Mit Schwank und Fastnachtspiel sind weltliche Literaturformen des Spätmittelalters vorzustellen, die unterhaltenden Charakter haben. Schwank wie Fastnachtspiel erfreuten sich großer Beliebtheit, und ein nicht unwesentlicher Grund für die breitgefächerte Aufnahmebereitschaft des Publikums gegenüber dem geistlichen Drama wird darin bestanden haben, dass szenische und figürliche Elemente aus der komischen in die geistliche Dichtung übertragen würden. Während der Schwank auf eine bis in die Antike zurückreichende Tradition verweisen kann, tritt das Fastnachtsspiel erstmals im 15. Jahrhundert in schriftlich fixierter Form auf. Das komische Genre des Schwanks entstammt keiner genuin literarischen Form, sondern einer allgemeinmenschlichen Lust auf Entspannung, Witz, Satire und Ironie. Der Schwank ist mit dem Märchen, der Anekdote, der Fabel, dem Witz, dem Exempel, der Humoreske verwandt. Ihm zuzuordnen sind und auch so weitverbreitete Themen der Zeit wie der „Wettlauf des Hasen mit dem Igel“. Die lateinisch überlieferte Schwankdichtung des Mittelalters wirkt direkt auf die im 14./15. Jahrhundert feststellbaren Formen und Themen ein. Im Rahmen der sich entwickelnden Kleinepik verselbständigt sich der Schwank und wird zu einer eigenständigen Erzählform, die von der Pointe bestimmt ist. Die Schwankdichtung des Spätmittelalters wendet sich zunächst an den Adel und das Patriziat, und erst im Laufe des 16. Jahrhunderts kommt der volkstümliche Prosaschwank auf.

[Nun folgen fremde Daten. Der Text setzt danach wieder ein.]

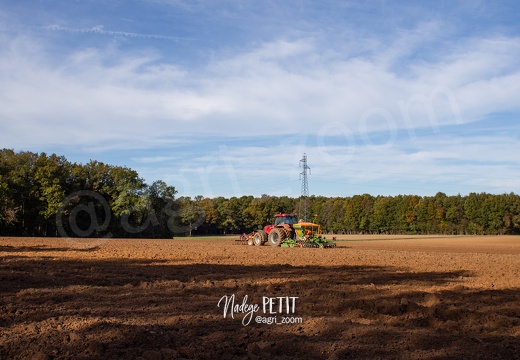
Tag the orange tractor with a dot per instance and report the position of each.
(287, 231)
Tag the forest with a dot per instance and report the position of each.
(46, 195)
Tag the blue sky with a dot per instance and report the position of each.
(222, 98)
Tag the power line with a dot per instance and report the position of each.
(305, 187)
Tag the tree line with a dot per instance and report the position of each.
(46, 195)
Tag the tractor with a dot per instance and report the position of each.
(287, 231)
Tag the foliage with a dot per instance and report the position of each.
(41, 194)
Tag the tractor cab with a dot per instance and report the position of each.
(289, 219)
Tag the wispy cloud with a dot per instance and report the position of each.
(100, 30)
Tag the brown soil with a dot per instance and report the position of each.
(372, 297)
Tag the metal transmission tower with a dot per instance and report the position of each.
(305, 187)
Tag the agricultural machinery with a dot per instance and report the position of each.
(287, 231)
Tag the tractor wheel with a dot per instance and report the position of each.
(276, 237)
(259, 238)
(288, 233)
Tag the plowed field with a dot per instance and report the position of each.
(397, 297)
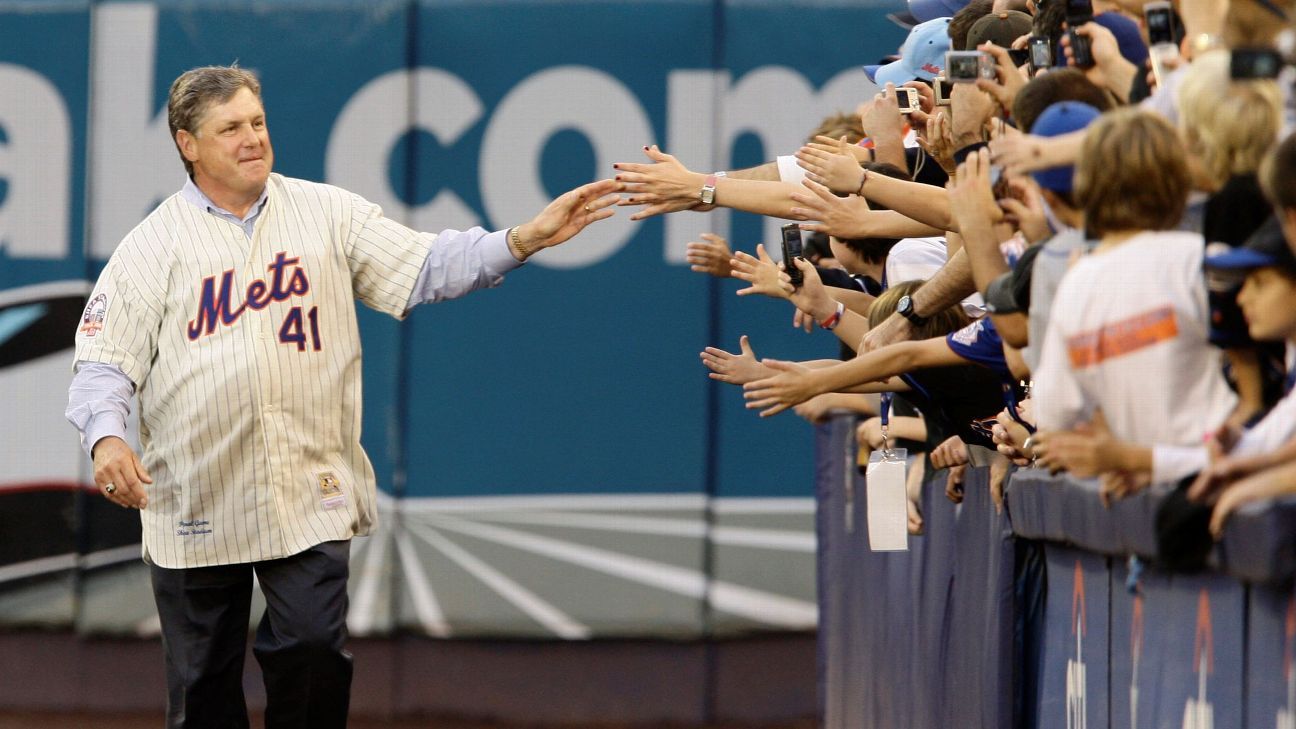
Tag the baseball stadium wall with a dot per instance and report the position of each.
(552, 459)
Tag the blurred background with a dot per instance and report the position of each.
(578, 528)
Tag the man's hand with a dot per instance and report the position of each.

Aus der Vielzahl der überlieferten Schwankliteratur sei als Beispiel Heinrich Wittenwilers „Ring“ herausgegriffen. Wie kein anderes Werk seiner Zeit hängt Heinrich Wittenwilers „Ring“ vielfältig im Netz der kleinen Reimpaargedichte und ist unter den verwandten Großformen zugleich ein Fremdkörper.
Der Verfasser stammte wohl aus einer thurgauischen Familie, die in dem Städtchen Lichtensteig im Toggenburg ansässig war. Den „Ring“ verfasste er wohl um oder nach 1400. Das Werk ist – sehr ungewöhnlich für die Zeit – in einer alemannisch-bairischen Mischsprache abgefasst, was auf einen auswärtigen Auftraggeber oder ein intendiertes überregionales Publikum schließen lässt.

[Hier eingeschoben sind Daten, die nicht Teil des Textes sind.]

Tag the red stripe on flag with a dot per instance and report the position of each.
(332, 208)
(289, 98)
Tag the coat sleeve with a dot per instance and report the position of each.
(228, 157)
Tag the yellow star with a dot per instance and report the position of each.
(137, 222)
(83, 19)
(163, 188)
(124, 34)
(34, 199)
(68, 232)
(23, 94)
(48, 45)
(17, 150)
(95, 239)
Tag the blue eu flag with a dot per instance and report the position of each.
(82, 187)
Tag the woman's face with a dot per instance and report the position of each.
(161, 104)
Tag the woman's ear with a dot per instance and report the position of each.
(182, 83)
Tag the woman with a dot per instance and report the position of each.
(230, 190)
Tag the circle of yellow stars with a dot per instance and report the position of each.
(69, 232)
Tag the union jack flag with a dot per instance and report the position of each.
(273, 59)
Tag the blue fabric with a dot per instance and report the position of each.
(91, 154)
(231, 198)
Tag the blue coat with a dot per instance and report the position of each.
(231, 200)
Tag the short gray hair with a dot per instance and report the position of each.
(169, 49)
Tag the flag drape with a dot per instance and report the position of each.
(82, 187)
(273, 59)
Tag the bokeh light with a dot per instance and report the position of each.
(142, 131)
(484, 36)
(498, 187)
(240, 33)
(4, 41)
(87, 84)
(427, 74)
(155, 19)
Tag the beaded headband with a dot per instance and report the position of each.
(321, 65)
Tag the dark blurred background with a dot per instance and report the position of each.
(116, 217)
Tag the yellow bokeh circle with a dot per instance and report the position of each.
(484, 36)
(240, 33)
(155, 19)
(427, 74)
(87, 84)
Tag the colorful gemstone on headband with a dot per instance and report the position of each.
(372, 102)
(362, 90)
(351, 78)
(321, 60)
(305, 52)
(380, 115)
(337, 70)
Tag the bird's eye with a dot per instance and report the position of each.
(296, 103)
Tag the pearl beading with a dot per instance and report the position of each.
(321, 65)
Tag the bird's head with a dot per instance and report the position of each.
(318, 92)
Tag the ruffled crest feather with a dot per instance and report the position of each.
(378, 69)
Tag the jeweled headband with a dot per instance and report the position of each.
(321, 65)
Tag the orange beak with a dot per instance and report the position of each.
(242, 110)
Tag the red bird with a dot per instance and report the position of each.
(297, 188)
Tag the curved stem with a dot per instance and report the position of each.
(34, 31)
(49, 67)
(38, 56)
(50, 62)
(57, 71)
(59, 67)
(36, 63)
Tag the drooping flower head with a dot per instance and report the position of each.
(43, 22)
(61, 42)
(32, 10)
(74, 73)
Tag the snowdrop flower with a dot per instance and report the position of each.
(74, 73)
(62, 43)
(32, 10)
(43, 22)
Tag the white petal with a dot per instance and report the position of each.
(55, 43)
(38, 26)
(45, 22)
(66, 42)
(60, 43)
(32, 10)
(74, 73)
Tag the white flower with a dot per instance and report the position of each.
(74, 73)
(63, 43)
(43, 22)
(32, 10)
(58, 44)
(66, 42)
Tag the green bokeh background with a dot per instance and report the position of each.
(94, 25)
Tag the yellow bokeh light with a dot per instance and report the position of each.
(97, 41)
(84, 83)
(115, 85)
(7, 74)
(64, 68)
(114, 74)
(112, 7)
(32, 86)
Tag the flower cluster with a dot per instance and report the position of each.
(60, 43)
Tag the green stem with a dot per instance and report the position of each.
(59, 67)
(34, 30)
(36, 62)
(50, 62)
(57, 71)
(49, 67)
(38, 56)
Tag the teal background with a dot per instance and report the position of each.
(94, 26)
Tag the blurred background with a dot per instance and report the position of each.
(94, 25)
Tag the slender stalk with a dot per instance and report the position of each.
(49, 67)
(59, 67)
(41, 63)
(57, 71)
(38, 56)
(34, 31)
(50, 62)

Der Prolog gliedert das Werk thematisch in drei Teile: der erste soll Turnieren und höfisch um eine Frau Werben lehren. Der zweite soll darin unterweisen, wie man sich innerlich, äußerlich und gegenüber der Welt richtig verhält, der dritte, wie man in Not- und Kriegszeiten am besten fährt. Zum Zwecke solcher Unterweisung nutzt Wittenwiler gezielt das Potential der verschiedensten Redetypen: Minnereden(Werbungslehre, Briefe, Allegorie), Stände-Tugendreden (Ehedebatten, Schülerlehre, Überweisung über die vier Kardinaltugenden), geistliche Reden (Glaubenslehre, Memento mori), pragmatische Reden (Turnierlehre, Rezept zur Vortäuschung der Jungfräulichkeit, Haushaltung und Hausrat, Gesundheitslehre, Kriegführung). Neben solchen Redepassagen verwendet er aber auch Teile der Handlung selbst, so zum Beispiel die Fress- und Sauforgie der Hochzeitsfeier, in der er präzise eine negative Tischzucht verschlüsselt. Ferner montiert er literarische Versatzstücke (negative weibliche und positive männliche Schönheitsbeschreibung, Tanzlieder, Gesellschaftslied, Tagelied) und Gebrauchstexte ein (Vaterunser, Ave-Maria, Beichtformel in Prosa). Die Erzählung übertrifft immer wieder alles, was wir an parodistischen und komischen Reden oder Schwänken der Zeit kennen. Diese brisante Mischung aus schwarzem Humor und Obszönität in einem Extrem und hohem Ernst und ethischem Anspruch im anderen hat in der Forschung viele Fragen und Kontroversen hervorgerufen. Wittenwiler selbst war sich der Verwirrung, die das Werk stiften mochte, bewusst und gibt dem Leser gewisse Verständnishilfen.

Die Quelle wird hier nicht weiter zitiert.